In this case, however, Plaintiff, a pro se litigant at this point, alleged a past attorney/client relationship and claimed that because of his past representation of the School Board for twenty-four (24) years as its attorney before he became a judge, the trial judge had a “conflict of interest.” We note that from public records, Judge Caswell has been on the district court bench since 2014, and the incidents in question occurred in 2016.
The trial judge signed an Order denying the pro se motion to recuse without referring the motion to another judge for hearing pursuant to La.Code Civ.P. art. 154, et seq., stating in written reasons:
Before the court is a Motion and Order to recuse Judge A. Gerard Caswell from the above captioned matter. The Petitioner states that Judge Caswell should be recused because he and the St. Landry Parish School Board “have previous association as client/employer for 24 years.” However, Judge Caswell was not previously employed by the St. Landry Parish School Board.
Moreover, the Petitioner's motion fails to meet the requirements of Louisiana Code of Civil Procedure Article 151. The Petitioner has failed to state grounds for the recusal of Judge Caswell and has not provided proof of same. Therefore, no hearing is required on the Petitioner's motion.
We conclude that the trial court's failure to refer the motion to recuse to another judge in accordance with La.Code Civ.P. art. 154 constituted legal error. We therefore review this matter de novo.
Although styled as one of “conflict of interest” in her pro se motion, Plaintiff sufficiently alleged the ground of bias under La.Code Civ.P. art. 151(A)(4) due to the specific factual allegation that the trial judge had previously represented the School Board for twenty-four (24) years. The trial judge, however, failed to directly address the issue of his long-standing legal representation of the School Board, stating only that “Judge Caldwell was not previously employed by the St. Landry Parish School Board.” (Emphasis added.)

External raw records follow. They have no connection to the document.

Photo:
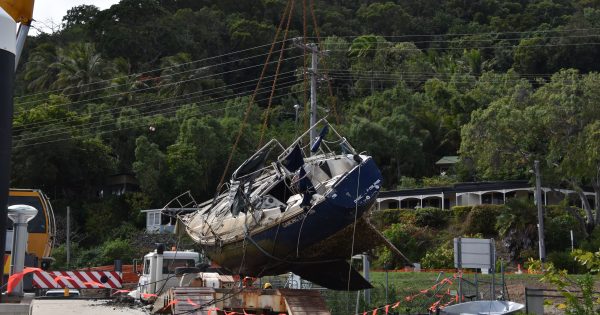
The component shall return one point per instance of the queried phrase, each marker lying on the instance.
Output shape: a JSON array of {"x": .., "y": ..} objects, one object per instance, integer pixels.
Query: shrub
[
  {"x": 411, "y": 240},
  {"x": 432, "y": 217},
  {"x": 565, "y": 261},
  {"x": 461, "y": 212},
  {"x": 385, "y": 218},
  {"x": 482, "y": 219},
  {"x": 116, "y": 249},
  {"x": 557, "y": 231}
]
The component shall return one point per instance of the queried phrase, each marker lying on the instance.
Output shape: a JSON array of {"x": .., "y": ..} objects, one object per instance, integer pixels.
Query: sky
[{"x": 48, "y": 14}]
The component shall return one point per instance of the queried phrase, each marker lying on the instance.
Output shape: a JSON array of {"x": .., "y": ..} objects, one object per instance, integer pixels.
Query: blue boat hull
[{"x": 281, "y": 247}]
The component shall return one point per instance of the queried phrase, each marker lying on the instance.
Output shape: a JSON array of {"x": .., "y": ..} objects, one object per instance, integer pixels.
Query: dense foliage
[{"x": 158, "y": 88}]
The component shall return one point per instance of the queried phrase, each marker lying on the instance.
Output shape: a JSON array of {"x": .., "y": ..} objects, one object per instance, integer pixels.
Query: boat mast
[{"x": 314, "y": 50}]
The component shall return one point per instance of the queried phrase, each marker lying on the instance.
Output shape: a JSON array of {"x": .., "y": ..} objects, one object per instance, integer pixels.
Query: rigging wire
[
  {"x": 162, "y": 69},
  {"x": 145, "y": 105},
  {"x": 268, "y": 110},
  {"x": 133, "y": 126},
  {"x": 484, "y": 33},
  {"x": 168, "y": 84},
  {"x": 329, "y": 86},
  {"x": 250, "y": 102},
  {"x": 214, "y": 91}
]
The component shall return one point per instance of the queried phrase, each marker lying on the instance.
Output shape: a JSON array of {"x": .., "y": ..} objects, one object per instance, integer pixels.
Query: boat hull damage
[
  {"x": 283, "y": 247},
  {"x": 295, "y": 214}
]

Such cursory treatment is in contrast to the concept that “ ‘a pro se litigant may be afforded some leeway or patience in the form of liberally construed pleading[.]’ ” Bradford v. Walker Auto., 19-292, p. 1 (La.App. 3 Cir. 11/6/19), 282 So.3d 1158, 1160 (quoting Manichia v. Mahoney, 10-87, p. 8 (La.App. 4 Cir. 8/4/10), 45 So.3d 618, 622, writ denied, 10-2259 (La. 11/24/10), 50 So.3d 829), writ denied, 20-111 (La. 1/30/20), 292 So.3d 57; Stevens v. City of Shreveport, 49,437 (La.App. 2 Cir. 11/19/14), 152 So.3d 1071, writ denied, 15-197 (La. 4/17/15), 168 So.3d 399, cert. denied, 577 U.S. 864, 136 S.Ct. 154, 193 L.Ed.2d 114 (2015). Especially when dealing with pro se litigants, trial judges must not only adjudicate fairly, but do so in a manner that can objectively be considered as fair, giving those litigants full opportunity to be heard. See Kevin Burke & Steve Leben, Procedural Fairness: A Key Ingredient in Public Satisfaction, A White Paper of the American Judges Association, 44 Court Review 1-2 (2007-08). See also Pamela Casey, Kevin Burke & Steve Leben, Minding the Court: Enhancing the Decision-Making Process, A White Paper of the America Judges Association, 49 Court Review 76 (2013). This opportunity to be heard has been identified “as central to individuals’ evaluations of the fairness of trial procedures.” Nourit Zimerman & Tom R. Tyler, Between Access to Counsel and Access to Justice: A Psychological Perspective, 37 Fordham Urb. L.J. 473, 486 (2010) (citing John Thibaut & Laurens Walker, Procedural Justice: a Psychological Analysis (1975)).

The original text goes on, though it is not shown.